I’m going to be making a small change to the model for the polling update that we’ll run in an hour or two today. Specifically, I’m going to increasing that the premium that the model places on the recentness of a poll. If this is the kind of detail that makes your eyes glaze over, just skip ahead to Sean’s Georgia overview. Otherwise, read on.
When I originally designed the model back in the spring, I designed it to be fairly tolerant of “old” polls — far more so than other aggregation sites like Real Clear Politics or Electoral-Vote.com. This was not an arbitrary decision; on the contrary, it was dictated by some empirical work I had done on state-level polling the 2004 and 2000 elections, which suggested that including some comparatively “old” polls produced a more accurate result than an RCP-type calculation in which polls are dumped from the average fairly quickly.

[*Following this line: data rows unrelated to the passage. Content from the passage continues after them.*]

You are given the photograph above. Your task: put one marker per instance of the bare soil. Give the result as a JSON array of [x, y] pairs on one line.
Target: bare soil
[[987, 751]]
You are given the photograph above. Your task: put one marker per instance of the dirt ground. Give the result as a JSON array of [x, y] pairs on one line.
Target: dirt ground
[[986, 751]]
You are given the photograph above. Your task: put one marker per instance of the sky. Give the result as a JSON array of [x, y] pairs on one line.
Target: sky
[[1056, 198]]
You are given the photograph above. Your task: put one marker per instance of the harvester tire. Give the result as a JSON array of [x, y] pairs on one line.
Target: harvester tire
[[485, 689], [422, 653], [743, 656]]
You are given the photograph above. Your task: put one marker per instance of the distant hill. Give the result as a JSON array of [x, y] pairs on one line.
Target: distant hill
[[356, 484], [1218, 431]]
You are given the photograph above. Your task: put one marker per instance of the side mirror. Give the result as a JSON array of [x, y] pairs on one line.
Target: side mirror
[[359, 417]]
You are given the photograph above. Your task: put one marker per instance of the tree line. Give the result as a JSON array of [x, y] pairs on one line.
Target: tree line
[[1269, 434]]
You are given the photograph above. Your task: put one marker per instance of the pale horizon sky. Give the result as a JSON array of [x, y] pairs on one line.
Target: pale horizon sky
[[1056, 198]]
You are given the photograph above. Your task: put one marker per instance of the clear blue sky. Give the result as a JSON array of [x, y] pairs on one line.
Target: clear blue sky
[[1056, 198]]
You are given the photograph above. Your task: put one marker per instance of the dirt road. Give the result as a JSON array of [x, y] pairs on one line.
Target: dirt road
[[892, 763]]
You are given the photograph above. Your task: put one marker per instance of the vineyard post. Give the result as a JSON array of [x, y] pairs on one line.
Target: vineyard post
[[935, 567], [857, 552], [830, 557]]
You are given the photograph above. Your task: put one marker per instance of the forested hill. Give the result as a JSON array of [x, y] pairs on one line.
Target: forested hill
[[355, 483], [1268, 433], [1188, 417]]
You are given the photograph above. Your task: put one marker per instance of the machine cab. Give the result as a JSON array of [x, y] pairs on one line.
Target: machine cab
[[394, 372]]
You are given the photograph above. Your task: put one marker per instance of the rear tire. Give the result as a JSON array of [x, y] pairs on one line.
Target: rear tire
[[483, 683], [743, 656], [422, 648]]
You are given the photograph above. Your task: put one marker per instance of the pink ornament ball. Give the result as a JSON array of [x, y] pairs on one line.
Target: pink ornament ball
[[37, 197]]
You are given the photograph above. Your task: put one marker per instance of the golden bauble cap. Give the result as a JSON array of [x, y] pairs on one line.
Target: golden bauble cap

There are a couple reasons why I feel compelled to hedge a bit on this now:
Firstly, 2004 was an unusually stable election, relative to other elections in the past … the numbers just did not move that much, and when they moved, they did not move quickly. (2000 had roughly average volatility; this year appears to have about average volatility as well. To find a highly volatile election, look at something like 1992 or 1976). If the numbers are stable from period to period in a certain election, then recentness will not be all that important. However, since there is reason to believe that the 2004 election was in some ways atypical, and since at least half of my state-level datapoints were from the 2004 election, this presents an argument for ramping up the premium on recency.
Secondly, it seems likely that one of the reasons why my analysis of the 2000 and 2004 elections was finding it useful to include some “older” polls was because of house effects. Take, for instance, Quinnipiac and Mason-Dixon. Both of these are strong, smart polling firms. However, Quinnipiac polls have been on average about 4 points more favorable to Barack Obama than Mason-Dixon polls. So if Quinnipiac sees Pennsylvania as say an Obama +10 state, Mason-Dixon will probably see it as an Obama +6.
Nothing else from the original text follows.